Morrells’ resources cover the key stages of the writing process from letter formation to cursive writing and centre on the idea that it’s important for children to create letters stroke by stroke on paper. There are six workbooks in all, three devoted to letter formation and three to joining letters, all based on ability rather than age and unique in their approach to teaching handwriting. All of the workbooks, including the teachers’ book, use Morrells’ newly developed bounce technique.
Letter Formation Workbook 1 teaches the letters in the correct handwriting families and ensures that old handwriting habits are corrected, progressing through six levels step by step. Workbooks 2 and 3 offer further letter formation and handwriting practice to help writers print confidently and at speed. They also teach the correct letter spacing and embed the placing of letters on the line before moving on to joined-up handwriting. Workbook 3 is my favourite because it practises, amongst other things, high-frequency words, parts of speech, contractions and conjunctions.
The first Joining Letters workbook uses the bounce technique to show the correct horizontal and diagonal joins used to master joined-up handwriting. Books 2 and 3 embed the joining technique and help writers to gain fluency and speed, focusing on muscle strength and storing handwriting style in the writer’s muscle memory. Again, I particularly like Workbook 3 as this gets writers to practise their handwriting using synonyms, homophones, direct speech, reported speech, punctuation, story openings, story endings and paragraphs.
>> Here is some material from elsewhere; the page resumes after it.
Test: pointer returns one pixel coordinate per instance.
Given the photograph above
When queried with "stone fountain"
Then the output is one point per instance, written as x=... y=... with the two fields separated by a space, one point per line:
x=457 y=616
Other than the front covers, the books are consciously free from graphics, so as to avoid distracting from the task at hand. While primary resources are usually the materials to adorn with fun-loving characters and designs, sometimes less is more. The books are still attractive, and I don’t think they are any poorer for it.
Don’t expect to have to implement a scheme with the Morrells resources because there isn’t one. There are no weighty teaching manuals to plough through either. What you do get is a Teachers’ Photocopy Book, which is all you need to explain the thinking and rationale behind the resources. You will also find notes to support the teaching of handwriting for left and right-handed writers, extension pages for letter formation and letter joining, and extra handwriting practice for homework. The book offers invaluable help for assessing handwriting and selecting the correct workbook, identifying problems and how to correct them, help with grip and posture, and support for writing a whole-school handwriting policy. What I’d love to see is some sort of Morrells YouTube videos showing best practice in action, to give students a visual guide.
Do these resources offer the digital generation something different? Well, they provide a pile of opportunities for targeting spellings, grammar, vocabulary and sentence construction using a fresh, modern and structured approach to handwriting. They could be your must-have for rectifying illegible handwriting and they’d be worth recommending to parents and home tutors too. If all that’s not enough, another draw of the Morrells materials is their value for money. At £4.95 per book they are as cheap as the proverbial fried potato, and that can’t be bad, can it?